Baker v. State, 3 Ark. 491 (1841)

July 1841 · Arkansas Supreme Court
3 Ark. 491

Baker, alias Beiquett, against The State.

Appeal from Pulaski Circuit Court.

A judgment is not the determination and sentence of the Judges, but of the law.

The style of it, therefore, is not “It is ordered,” or '‘resolved by the Court,” for then the judgment might be their own; but, “ it is considered,” which implies that the act is none of their own, but the act of the law, pronounced and declared by the Court, upon determination and inquiry.

And if the words “ it is considered” are wanting, there is no judgment, and no appeal will lie.

Dickinsow, J.,

delivered the opinion of the Court:

The defendant was tried at the March term of the Circuit Court of Pulaski county, upon an indictment containing two counts: one for shooting at, with intent to kill, Jacob Faulkner; the other for shooting, wounding, and disabling him.

The jury returned a verdict of guilty upon both counts, and sentenced him to imprisonment in the Penitentiary for five years. After the entry of the verdict, the record proceeds as follows: “On this day came the Attorney for the State, and the said defendant was brought to the bar of this Court, in the custody of the Sheriff, and the Court proceeded to pass the sentence of the law on the said defendant, in accordance with the verdict of the jury in this case, as follows, to wit: Ordered by the Court, that the said defendant, Franklin T. Baker, alias Franklin T. Beiquett, be committed to the Jail and Penitentiary house of the Stale of Arkansas, for the full space and term of five years from the twenty-sixth day of March, A. D. 1841, for shooting with intent to kill; and that he pay all the costs of this prosecution, and stand committed until the sentence of the law is fully complied with.”
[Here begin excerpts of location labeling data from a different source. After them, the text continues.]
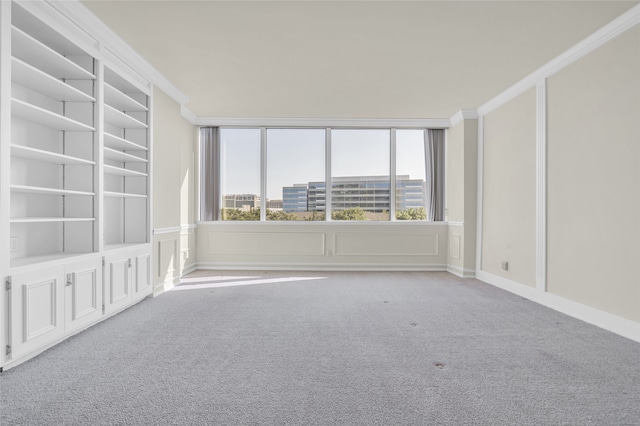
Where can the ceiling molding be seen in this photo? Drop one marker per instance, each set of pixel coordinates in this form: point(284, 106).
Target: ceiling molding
point(323, 122)
point(464, 114)
point(188, 115)
point(616, 27)
point(81, 16)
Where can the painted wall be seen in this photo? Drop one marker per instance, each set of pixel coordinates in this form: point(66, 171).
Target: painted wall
point(310, 246)
point(461, 175)
point(509, 190)
point(594, 178)
point(173, 189)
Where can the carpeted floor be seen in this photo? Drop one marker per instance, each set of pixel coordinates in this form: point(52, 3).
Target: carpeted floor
point(339, 348)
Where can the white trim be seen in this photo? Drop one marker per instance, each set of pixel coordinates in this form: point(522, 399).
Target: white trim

The record being moved into this Court by appeal, various errors were assigned. But as this Court can take jurisdiction in cases of appeal, or writ of error, only when final judgment has been entered in the Court below, it becomes necessary to consider, first, whether there has been such a final judgment in the case.

*492A judgment, though pronounced or awarded by the Judges, is not their determination and sentence, but the sentence and determination of the law, which depends, not upon the arbitrary opinion of the Judge, but the settled and invariable principles of justice, and is the remedy prescribed by law for the redress of injuries; and the suit or action is the vehicle or means of administering it; and, therefore, the style of the judgment is not “ That it is ordered or resolved by the Court,” for then the judgment might be their own; but “It is considered”— “Consideralum est per Curiam,” which implies that the judgment is none of their own, but the act of the law, pronounced and declared by the Court, upon determination and inquiry.

Inasmuch, therefore, as no judgment has been entered below, and consequently no appeal can be taken to this Court, the appeal must be dismissed, and a writ of procedendo be issued to the Circuit Court of Pulaski county, to give judgment in this case according to law. 1 Chitty’s Crim. Law, 701; 8 B. & C., 196, and authorities there quoted; 1 Chitty’s Black., 312-13.